A história que será contada em alguns anos é essa: a música produzida em Belo Horizonte e Minas Gerais naquele início de década de 1990 era rica, mas o engessado mercado da música da época só queria saber de Milton Nascimento e outros que bebiam diretamente dessa (ótima, é bom dizer) fonte “clubedaesquinística”. O rock brasileiro florescera na década anterior, em polos como Brasília, Rio de Janeiro e São Paulo, mas Minas, estado que tinha bandas com sucesso local, não ganhava repercussão nacional. Um CDzinho demo com o primeiro álbum do Skank, uma banda de rock que tentava criar o dancehall (a grosso modo, um reggae sem ser tão político ou religioso) em uma cidade escondida por montanhas chegou ao Rio de Janeiro nas férias de verão, a bordo dos carros de mineiros que curtiriam as praias cariocas naquela temporada. E, assim, veio o primeiro contrato, o primeiro disco e a história que ajudou a moldar o que se entende como pop-rock daquela geração.
Mas quem ouve à essa história são Samuel Rosa, Henrique Portugal, Lelo Zaneti e Haroldo Ferretti de hoje, de 2018, todos por volta dos seus 50 anos (Ferretti é o único com 49 ainda). Para eles, é assim que será contado o começo do Skank no futuro, mas, por enquanto, eles podem dizer que se trata de uma história “romantizada demais”, brinca Rosa.

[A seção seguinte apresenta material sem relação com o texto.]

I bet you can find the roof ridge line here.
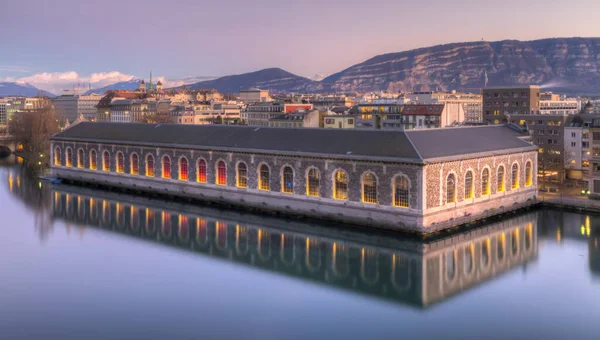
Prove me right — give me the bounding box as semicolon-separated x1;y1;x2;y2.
403;131;424;160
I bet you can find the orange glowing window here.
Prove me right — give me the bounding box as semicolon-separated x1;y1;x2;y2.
217;161;227;185
196;159;206;183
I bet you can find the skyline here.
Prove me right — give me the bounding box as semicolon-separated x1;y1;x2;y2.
0;0;600;92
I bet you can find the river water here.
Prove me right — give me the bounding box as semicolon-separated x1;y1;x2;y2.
0;158;600;339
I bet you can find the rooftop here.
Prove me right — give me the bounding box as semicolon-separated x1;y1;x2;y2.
52;122;537;163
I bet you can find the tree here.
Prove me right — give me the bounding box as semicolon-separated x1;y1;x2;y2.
9;98;60;155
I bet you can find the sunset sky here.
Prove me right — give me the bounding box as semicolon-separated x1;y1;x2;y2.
0;0;600;89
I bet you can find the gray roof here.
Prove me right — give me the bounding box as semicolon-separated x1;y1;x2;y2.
52;122;535;163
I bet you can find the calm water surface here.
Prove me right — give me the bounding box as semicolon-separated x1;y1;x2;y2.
0;159;600;339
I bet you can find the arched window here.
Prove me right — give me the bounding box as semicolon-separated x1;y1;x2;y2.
77;149;85;169
90;150;98;170
102;150;110;171
363;174;377;204
236;162;248;188
306;168;321;197
161;156;171;179
146;155;154;177
525;161;533;187
511;163;519;189
281;166;294;194
481;168;490;196
394;176;410;208
54;146;60;165
179;157;188;181
333;170;348;200
258;164;271;191
216;160;227;185
496;165;505;192
65;148;73;166
129;153;140;175
446;174;456;203
465;170;474;200
196;158;206;183
117;151;125;174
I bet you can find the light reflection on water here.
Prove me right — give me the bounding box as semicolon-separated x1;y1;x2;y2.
0;160;600;339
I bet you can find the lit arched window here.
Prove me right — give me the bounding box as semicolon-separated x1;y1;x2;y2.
146;155;154;177
236;162;248;188
196;158;206;183
117;151;125;174
54;146;60;165
525;161;533;187
465;170;474;200
216;160;227;185
102;150;110;171
258;164;271;191
446;174;456;203
363;174;377;204
333;170;348;200
90;150;98;170
481;168;490;196
77;149;85;169
179;157;188;181
161;156;171;179
65;148;73;166
394;176;410;208
306;168;321;197
129;153;140;175
511;163;519;189
496;165;505;192
281;166;294;194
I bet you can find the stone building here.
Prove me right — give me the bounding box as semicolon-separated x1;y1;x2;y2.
51;122;537;233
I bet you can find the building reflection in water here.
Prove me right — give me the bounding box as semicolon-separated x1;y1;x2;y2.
51;185;538;307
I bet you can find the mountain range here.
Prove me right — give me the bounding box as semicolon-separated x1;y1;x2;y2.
0;38;600;96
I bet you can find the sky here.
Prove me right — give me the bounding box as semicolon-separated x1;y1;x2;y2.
0;0;600;93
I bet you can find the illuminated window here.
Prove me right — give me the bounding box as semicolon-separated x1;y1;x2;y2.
179;157;188;181
54;146;60;165
236;162;248;188
102;150;110;171
446;174;456;203
496;165;505;192
90;150;98;170
196;159;206;183
481;168;490;196
117;151;125;174
306;168;320;197
511;163;519;189
362;174;377;204
333;170;348;200
465;171;474;200
394;176;410;208
129;153;140;175
161;156;171;179
281;166;294;194
216;161;227;185
146;155;154;177
65;148;73;166
525;161;533;187
77;149;85;169
258;164;271;191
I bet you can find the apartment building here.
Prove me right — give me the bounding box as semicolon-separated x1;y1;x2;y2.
482;85;540;124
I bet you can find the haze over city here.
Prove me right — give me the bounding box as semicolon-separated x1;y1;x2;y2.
0;0;600;93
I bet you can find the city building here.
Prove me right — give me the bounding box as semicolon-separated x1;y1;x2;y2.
245;101;313;127
50;122;537;234
482;85;540;124
240;89;271;104
351;104;448;130
52;94;102;122
404;91;482;124
323;114;356;129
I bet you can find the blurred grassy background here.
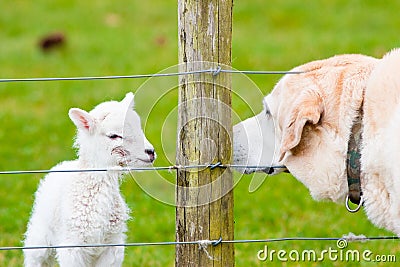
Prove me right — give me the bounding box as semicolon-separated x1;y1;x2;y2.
0;0;400;266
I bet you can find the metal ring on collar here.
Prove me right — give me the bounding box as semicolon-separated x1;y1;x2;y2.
346;195;364;213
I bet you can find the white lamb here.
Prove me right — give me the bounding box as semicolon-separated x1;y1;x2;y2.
24;93;155;267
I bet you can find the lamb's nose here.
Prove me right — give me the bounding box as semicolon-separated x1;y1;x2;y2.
144;149;156;162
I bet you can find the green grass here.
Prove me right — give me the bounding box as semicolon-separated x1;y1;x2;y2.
0;0;400;266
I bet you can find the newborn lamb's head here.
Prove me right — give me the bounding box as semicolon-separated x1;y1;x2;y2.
69;93;156;168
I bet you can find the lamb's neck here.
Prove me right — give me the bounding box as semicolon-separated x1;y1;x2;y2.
77;158;123;181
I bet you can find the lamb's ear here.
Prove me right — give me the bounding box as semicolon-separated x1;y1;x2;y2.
68;108;95;132
121;92;135;109
279;91;324;161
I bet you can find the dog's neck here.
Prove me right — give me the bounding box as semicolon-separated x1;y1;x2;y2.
346;104;363;205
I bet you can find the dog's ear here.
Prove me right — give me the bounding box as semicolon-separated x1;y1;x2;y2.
279;90;324;161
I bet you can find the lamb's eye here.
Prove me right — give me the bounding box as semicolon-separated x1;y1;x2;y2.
107;134;122;140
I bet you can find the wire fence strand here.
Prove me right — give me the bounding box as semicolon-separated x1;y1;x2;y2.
0;238;399;251
0;162;286;175
0;67;303;83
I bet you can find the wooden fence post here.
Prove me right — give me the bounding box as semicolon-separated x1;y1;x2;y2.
175;0;234;267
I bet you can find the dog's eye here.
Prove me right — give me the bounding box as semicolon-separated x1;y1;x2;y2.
265;107;271;117
107;134;122;140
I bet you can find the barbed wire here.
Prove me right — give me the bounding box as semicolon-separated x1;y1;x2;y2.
0;162;286;175
0;234;399;251
0;66;303;83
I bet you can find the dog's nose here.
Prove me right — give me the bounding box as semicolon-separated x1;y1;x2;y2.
144;149;156;162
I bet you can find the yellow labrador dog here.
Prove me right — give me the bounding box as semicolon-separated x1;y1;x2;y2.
234;49;400;236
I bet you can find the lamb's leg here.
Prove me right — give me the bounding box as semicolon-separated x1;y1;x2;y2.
96;247;125;267
57;248;91;267
96;233;126;267
24;223;55;267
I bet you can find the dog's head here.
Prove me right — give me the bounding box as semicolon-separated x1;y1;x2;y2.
234;55;377;199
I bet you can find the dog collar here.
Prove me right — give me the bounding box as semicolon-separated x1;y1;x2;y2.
346;104;363;212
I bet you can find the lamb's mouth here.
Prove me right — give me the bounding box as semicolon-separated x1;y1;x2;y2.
136;158;153;164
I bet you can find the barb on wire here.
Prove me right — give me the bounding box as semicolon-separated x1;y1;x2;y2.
0;236;399;251
0;162;286;175
0;66;303;83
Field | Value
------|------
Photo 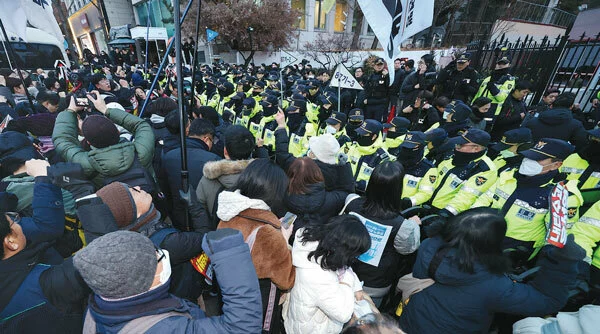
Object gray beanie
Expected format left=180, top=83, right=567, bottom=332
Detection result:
left=73, top=231, right=158, bottom=299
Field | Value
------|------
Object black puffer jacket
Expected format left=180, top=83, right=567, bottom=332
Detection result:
left=285, top=183, right=348, bottom=235
left=525, top=108, right=587, bottom=148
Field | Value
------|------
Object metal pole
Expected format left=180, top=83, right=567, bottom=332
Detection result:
left=139, top=0, right=194, bottom=117
left=190, top=0, right=202, bottom=111
left=0, top=19, right=35, bottom=113
left=173, top=0, right=191, bottom=231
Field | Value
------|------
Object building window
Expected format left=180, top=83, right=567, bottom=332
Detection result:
left=333, top=0, right=348, bottom=32
left=292, top=0, right=306, bottom=30
left=315, top=0, right=326, bottom=30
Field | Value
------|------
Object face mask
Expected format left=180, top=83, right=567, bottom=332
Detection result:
left=386, top=130, right=402, bottom=139
left=500, top=150, right=517, bottom=159
left=150, top=249, right=171, bottom=290
left=356, top=136, right=373, bottom=147
left=519, top=158, right=544, bottom=176
left=325, top=125, right=337, bottom=135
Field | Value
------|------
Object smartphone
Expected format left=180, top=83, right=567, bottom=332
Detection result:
left=75, top=97, right=90, bottom=107
left=280, top=212, right=298, bottom=229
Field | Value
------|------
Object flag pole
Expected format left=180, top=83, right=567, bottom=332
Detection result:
left=173, top=0, right=191, bottom=231
left=138, top=0, right=194, bottom=117
left=0, top=19, right=35, bottom=113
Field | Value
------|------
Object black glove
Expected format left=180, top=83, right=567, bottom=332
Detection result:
left=48, top=162, right=95, bottom=199
left=546, top=234, right=585, bottom=261
left=400, top=197, right=413, bottom=211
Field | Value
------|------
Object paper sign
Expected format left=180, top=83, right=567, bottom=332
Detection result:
left=546, top=182, right=569, bottom=248
left=329, top=64, right=363, bottom=90
left=350, top=212, right=392, bottom=267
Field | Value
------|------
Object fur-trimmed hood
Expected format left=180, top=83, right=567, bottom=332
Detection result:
left=203, top=159, right=253, bottom=180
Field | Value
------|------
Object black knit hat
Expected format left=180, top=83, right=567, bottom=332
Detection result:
left=81, top=115, right=119, bottom=148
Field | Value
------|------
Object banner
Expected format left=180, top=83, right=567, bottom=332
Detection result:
left=350, top=212, right=392, bottom=267
left=358, top=0, right=435, bottom=85
left=20, top=0, right=65, bottom=43
left=329, top=64, right=363, bottom=90
left=546, top=182, right=569, bottom=248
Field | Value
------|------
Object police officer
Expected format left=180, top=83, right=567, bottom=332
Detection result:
left=342, top=119, right=390, bottom=193
left=383, top=117, right=410, bottom=157
left=488, top=128, right=533, bottom=174
left=398, top=131, right=438, bottom=209
left=425, top=128, right=454, bottom=166
left=346, top=108, right=365, bottom=141
left=363, top=58, right=390, bottom=122
left=471, top=55, right=516, bottom=123
left=560, top=129, right=600, bottom=190
left=474, top=138, right=582, bottom=262
left=431, top=129, right=498, bottom=217
left=320, top=112, right=352, bottom=147
left=436, top=52, right=479, bottom=103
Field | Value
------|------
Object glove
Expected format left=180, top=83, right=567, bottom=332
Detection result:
left=546, top=234, right=585, bottom=261
left=202, top=228, right=244, bottom=257
left=48, top=162, right=95, bottom=199
left=400, top=197, right=413, bottom=211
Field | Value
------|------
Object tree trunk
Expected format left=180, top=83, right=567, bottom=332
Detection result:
left=350, top=5, right=365, bottom=50
left=371, top=36, right=379, bottom=50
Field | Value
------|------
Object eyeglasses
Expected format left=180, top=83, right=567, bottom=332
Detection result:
left=4, top=212, right=21, bottom=227
left=154, top=247, right=167, bottom=262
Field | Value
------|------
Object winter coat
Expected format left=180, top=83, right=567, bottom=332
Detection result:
left=490, top=95, right=527, bottom=141
left=83, top=231, right=262, bottom=334
left=285, top=183, right=348, bottom=232
left=217, top=191, right=296, bottom=333
left=0, top=177, right=89, bottom=333
left=159, top=137, right=221, bottom=231
left=346, top=198, right=421, bottom=288
left=283, top=229, right=362, bottom=334
left=525, top=108, right=587, bottom=148
left=400, top=237, right=577, bottom=333
left=196, top=160, right=252, bottom=230
left=400, top=67, right=436, bottom=106
left=52, top=109, right=154, bottom=186
left=275, top=129, right=354, bottom=193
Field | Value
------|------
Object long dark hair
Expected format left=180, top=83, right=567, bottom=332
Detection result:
left=442, top=208, right=510, bottom=274
left=302, top=215, right=371, bottom=271
left=287, top=157, right=325, bottom=194
left=363, top=161, right=404, bottom=219
left=236, top=159, right=288, bottom=217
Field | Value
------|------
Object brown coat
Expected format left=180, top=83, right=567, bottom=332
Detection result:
left=217, top=209, right=296, bottom=290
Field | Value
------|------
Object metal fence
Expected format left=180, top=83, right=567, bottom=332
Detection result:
left=467, top=33, right=600, bottom=111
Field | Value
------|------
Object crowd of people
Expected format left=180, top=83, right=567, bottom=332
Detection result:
left=0, top=47, right=600, bottom=334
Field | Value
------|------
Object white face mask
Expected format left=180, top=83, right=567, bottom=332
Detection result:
left=500, top=150, right=516, bottom=159
left=150, top=249, right=171, bottom=290
left=519, top=158, right=544, bottom=176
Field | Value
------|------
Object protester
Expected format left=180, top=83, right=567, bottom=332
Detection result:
left=345, top=161, right=421, bottom=306
left=73, top=229, right=261, bottom=333
left=217, top=159, right=296, bottom=333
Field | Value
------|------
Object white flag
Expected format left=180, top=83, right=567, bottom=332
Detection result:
left=21, top=0, right=65, bottom=43
left=358, top=0, right=435, bottom=85
left=329, top=64, right=363, bottom=90
left=0, top=0, right=27, bottom=41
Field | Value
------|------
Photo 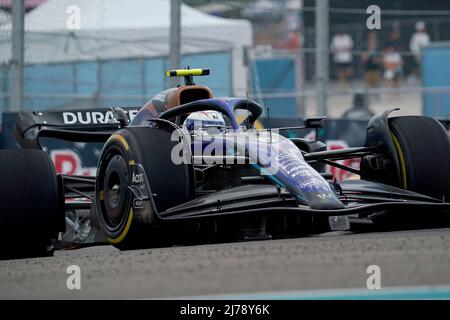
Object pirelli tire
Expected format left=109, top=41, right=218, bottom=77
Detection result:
left=94, top=127, right=193, bottom=250
left=389, top=116, right=450, bottom=202
left=0, top=149, right=65, bottom=258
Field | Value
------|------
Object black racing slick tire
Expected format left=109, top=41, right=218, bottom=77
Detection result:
left=389, top=116, right=450, bottom=202
left=0, top=149, right=65, bottom=258
left=95, top=127, right=194, bottom=250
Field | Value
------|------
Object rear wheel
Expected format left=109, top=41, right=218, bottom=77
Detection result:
left=389, top=116, right=450, bottom=202
left=95, top=127, right=193, bottom=250
left=0, top=150, right=64, bottom=258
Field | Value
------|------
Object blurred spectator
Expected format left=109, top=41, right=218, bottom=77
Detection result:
left=386, top=21, right=402, bottom=52
left=383, top=45, right=403, bottom=88
left=409, top=21, right=431, bottom=77
left=331, top=32, right=353, bottom=85
left=342, top=93, right=374, bottom=120
left=362, top=31, right=381, bottom=88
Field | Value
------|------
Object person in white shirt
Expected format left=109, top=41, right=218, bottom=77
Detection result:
left=331, top=32, right=353, bottom=85
left=409, top=21, right=431, bottom=76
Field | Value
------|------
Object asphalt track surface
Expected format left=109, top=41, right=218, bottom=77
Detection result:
left=0, top=229, right=450, bottom=299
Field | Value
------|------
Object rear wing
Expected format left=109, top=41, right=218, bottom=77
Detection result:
left=14, top=107, right=140, bottom=149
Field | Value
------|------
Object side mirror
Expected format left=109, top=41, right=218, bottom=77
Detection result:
left=111, top=108, right=129, bottom=128
left=303, top=117, right=326, bottom=129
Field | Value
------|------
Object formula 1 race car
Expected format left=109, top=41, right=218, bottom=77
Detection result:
left=0, top=69, right=450, bottom=257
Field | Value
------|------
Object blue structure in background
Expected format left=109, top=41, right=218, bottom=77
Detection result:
left=422, top=42, right=450, bottom=118
left=0, top=52, right=232, bottom=120
left=252, top=57, right=297, bottom=118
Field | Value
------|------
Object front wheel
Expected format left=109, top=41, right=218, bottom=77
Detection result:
left=95, top=127, right=194, bottom=250
left=0, top=149, right=65, bottom=258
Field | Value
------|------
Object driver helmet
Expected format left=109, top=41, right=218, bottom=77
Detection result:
left=183, top=110, right=226, bottom=133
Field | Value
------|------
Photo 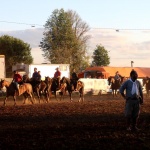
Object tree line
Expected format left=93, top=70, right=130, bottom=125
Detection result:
left=0, top=9, right=110, bottom=76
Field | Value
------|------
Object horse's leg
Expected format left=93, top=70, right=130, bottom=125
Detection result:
left=81, top=93, right=84, bottom=103
left=23, top=93, right=27, bottom=104
left=3, top=96, right=8, bottom=106
left=13, top=95, right=16, bottom=106
left=54, top=90, right=58, bottom=101
left=78, top=93, right=81, bottom=102
left=28, top=92, right=34, bottom=104
left=68, top=91, right=73, bottom=102
left=36, top=89, right=41, bottom=104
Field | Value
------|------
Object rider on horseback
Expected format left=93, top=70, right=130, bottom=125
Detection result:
left=13, top=70, right=22, bottom=95
left=71, top=69, right=78, bottom=91
left=114, top=71, right=121, bottom=83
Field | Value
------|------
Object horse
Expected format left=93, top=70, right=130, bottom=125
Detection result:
left=108, top=77, right=121, bottom=97
left=143, top=77, right=150, bottom=97
left=76, top=80, right=84, bottom=102
left=50, top=77, right=61, bottom=100
left=108, top=76, right=127, bottom=97
left=22, top=75, right=41, bottom=102
left=60, top=77, right=74, bottom=102
left=39, top=76, right=52, bottom=103
left=0, top=80, right=34, bottom=106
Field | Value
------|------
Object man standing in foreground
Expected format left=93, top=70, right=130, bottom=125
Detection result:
left=119, top=70, right=143, bottom=131
left=54, top=67, right=61, bottom=79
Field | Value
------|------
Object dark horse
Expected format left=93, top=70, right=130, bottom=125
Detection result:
left=143, top=77, right=150, bottom=97
left=0, top=80, right=34, bottom=106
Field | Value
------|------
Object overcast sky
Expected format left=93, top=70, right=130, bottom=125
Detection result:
left=0, top=0, right=150, bottom=67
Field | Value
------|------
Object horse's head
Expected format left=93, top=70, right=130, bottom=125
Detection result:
left=0, top=80, right=10, bottom=88
left=108, top=77, right=115, bottom=85
left=76, top=81, right=84, bottom=91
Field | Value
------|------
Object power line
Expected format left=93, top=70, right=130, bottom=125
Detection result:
left=0, top=21, right=43, bottom=26
left=0, top=20, right=150, bottom=32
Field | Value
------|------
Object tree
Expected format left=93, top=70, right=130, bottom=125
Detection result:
left=0, top=35, right=33, bottom=76
left=92, top=45, right=110, bottom=66
left=40, top=9, right=89, bottom=73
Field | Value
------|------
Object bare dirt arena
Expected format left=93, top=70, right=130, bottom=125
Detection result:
left=0, top=95, right=150, bottom=150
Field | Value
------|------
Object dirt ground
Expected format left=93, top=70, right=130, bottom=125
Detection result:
left=0, top=95, right=150, bottom=150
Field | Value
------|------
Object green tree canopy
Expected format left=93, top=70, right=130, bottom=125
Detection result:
left=0, top=35, right=33, bottom=75
left=92, top=45, right=110, bottom=66
left=40, top=9, right=89, bottom=70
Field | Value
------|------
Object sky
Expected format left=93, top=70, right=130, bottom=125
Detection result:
left=0, top=0, right=150, bottom=67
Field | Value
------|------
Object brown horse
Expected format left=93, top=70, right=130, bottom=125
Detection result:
left=38, top=76, right=52, bottom=103
left=0, top=80, right=34, bottom=106
left=108, top=77, right=121, bottom=97
left=143, top=77, right=150, bottom=97
left=77, top=80, right=84, bottom=102
left=108, top=76, right=127, bottom=97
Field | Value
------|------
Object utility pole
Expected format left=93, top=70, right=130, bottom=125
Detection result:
left=131, top=61, right=134, bottom=68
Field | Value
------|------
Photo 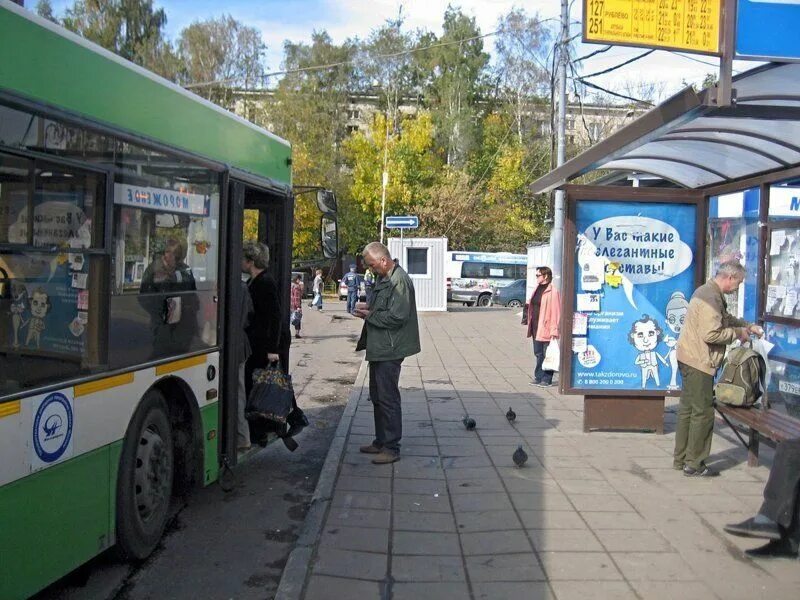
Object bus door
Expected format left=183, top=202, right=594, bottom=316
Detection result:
left=221, top=178, right=294, bottom=463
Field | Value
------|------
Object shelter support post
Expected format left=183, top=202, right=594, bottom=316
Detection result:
left=583, top=396, right=664, bottom=434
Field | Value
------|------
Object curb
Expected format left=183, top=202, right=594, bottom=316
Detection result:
left=275, top=360, right=368, bottom=600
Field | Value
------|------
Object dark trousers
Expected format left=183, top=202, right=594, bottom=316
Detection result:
left=369, top=359, right=403, bottom=453
left=347, top=290, right=358, bottom=315
left=673, top=362, right=714, bottom=469
left=533, top=340, right=555, bottom=384
left=758, top=440, right=800, bottom=529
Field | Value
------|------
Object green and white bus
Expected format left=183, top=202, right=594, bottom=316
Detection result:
left=0, top=0, right=335, bottom=600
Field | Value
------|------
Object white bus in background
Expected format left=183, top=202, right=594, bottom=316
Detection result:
left=446, top=250, right=528, bottom=306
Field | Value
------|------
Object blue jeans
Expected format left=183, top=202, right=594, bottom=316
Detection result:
left=369, top=358, right=403, bottom=454
left=347, top=290, right=358, bottom=315
left=533, top=340, right=555, bottom=384
left=367, top=285, right=375, bottom=306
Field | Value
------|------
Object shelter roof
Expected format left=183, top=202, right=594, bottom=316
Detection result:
left=532, top=63, right=800, bottom=193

“Mas é importante ressaltar que Belo Horizonte ficou à margem do rock brasileiro dos anos 1980. E que essa geração de bandas da década seguinte apareceu como uma surpresa. Gente que misturava ritmos, rock com maracatu, com forró, com reggae.”
O Skank vem de um raro momento de olhar para trás na carreira. Eles, que sequer tem uma versão de disco “acústico” (moda para a geração de bandas nacionais nascidas até o início os anos 2000), se permitiram esse resgate do passado, com o lançamento hoje do primeiro de três EPs gravados ao vivo que integra o projeto Os 3 Primeiros.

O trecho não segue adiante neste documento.